Recently, PolicyMic published another essay about the trials and tribulations of millennials. This time it was in the form of a commencement speech. Frankly, all the reasons given for millennial mediocrity discussed in the essay ring empty to me.
Millennials will eventually replace Baby Boomers and all the other age groups in between. That means that all the high-powered and high-paying positions in business, government, technology, etc. will be filled by millennials. It seems to me that millennials should be preparing to take charge by going to college and graduate school in spite of the high costs of doing so.
When Jamie Dimon’s successor’s successor is selected 15 or so years from now (Dimon is CEO of J.P.Morgan), the new man or woman will surely have an MBA from a prestigious business school. And when Supreme Court Chief Justice John Roberts leaves the court in 20 years or so, his replacement will likely have a law degree from Stanford, Yale, Harvard, or Columbia (most justices do).

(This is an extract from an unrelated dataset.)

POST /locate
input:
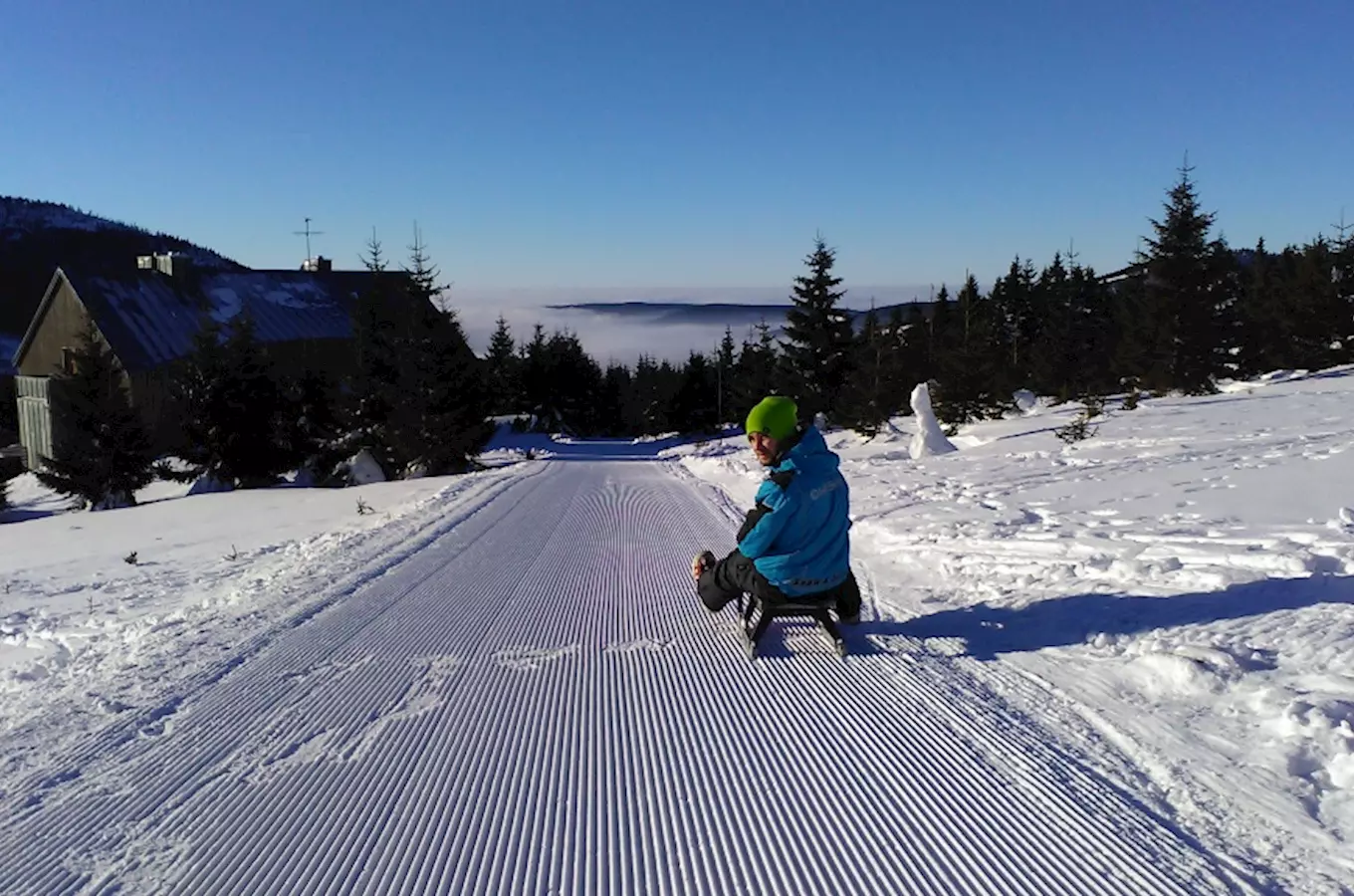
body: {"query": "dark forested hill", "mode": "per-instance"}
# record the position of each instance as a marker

Mediocre people are not going to be considered for the best positions, only ones who are educated and have shown strong ambition and proven successes. For intelligent people, great opportunity is very real unless you just give up when you are in your twenties and stay caged up in your parents' basement.

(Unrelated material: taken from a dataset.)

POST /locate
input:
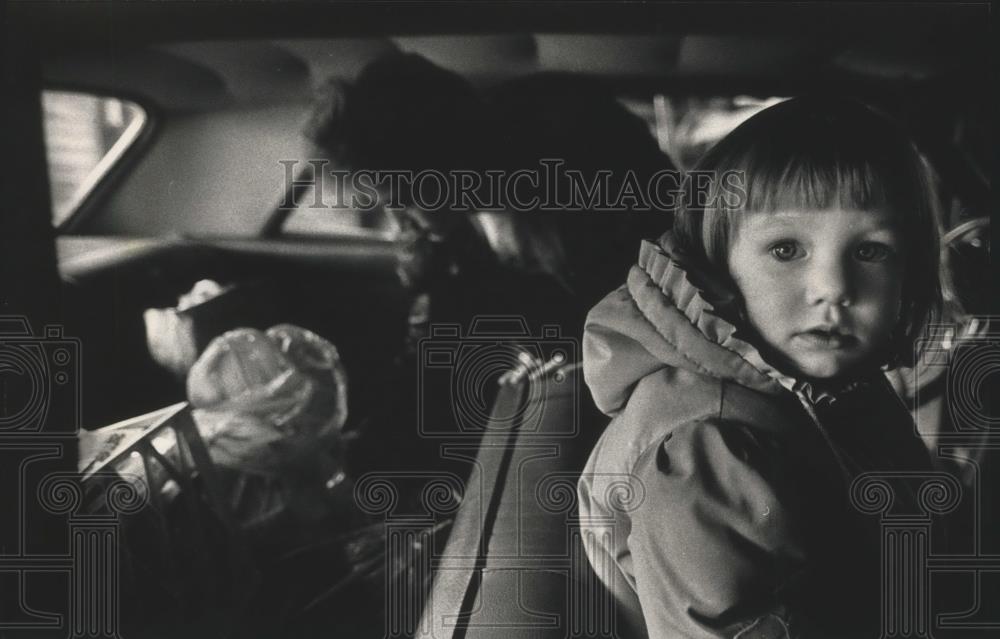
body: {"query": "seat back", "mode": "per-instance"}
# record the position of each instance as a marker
(514, 566)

The self-pity expressed by millennials is unacceptable. Every young person must overcome some obstacles during his or her life. In America, in the 20th century, there were four significant conflicts in which thousands of Americans were drafted into the military and killed protecting our freedom. During my life, we survived an oil embargo and three-hour lines to buy gasoline. Our salaries and savings were diminished by high inflation that reached a peak of 13.5% in 1980. We dealt with unemployment of 10.8% in 1982. And, interest rates were so high (The Prime Rate reached 21.5% in 1982) that money was not available to mortgage a home or start a new business.
During the past 30 years, AIDS stole the lives of many of our brothers and sisters, our urban schools deteriorated, our cities were plagued by high crime rates.
Yet Americans bounced back every time. Some millennials vividly remember 9/11, as does every older person. I thought the world was coming to an end on the day that airplanes crashed into the World Trade Center. Our country was attacked, and in New York City, where I live, we all stopped grieving, got back to work, and rebuilt what had been destroyed.
I certainly can relate to the issues facing millennials and do not mean to denigrate their plight. One thing is sure: Whining will not make things better. Positive changes will occur one person at a time through creativity, innovation, hard work, and patience. If the worst thing that happens is that home purchases and marriage must be deferred, fear not — things could be really bad. Getting drafted into the military and fighting a war in some far-off jungle is a helluva worse fate. You can actually get killed.
So, buck up millennials. You can do it. Start fending for yourselves, get educated, fall in love, have babies, and be happy. I promise things will get better sooner than you think. And most important, don’t be mediocre.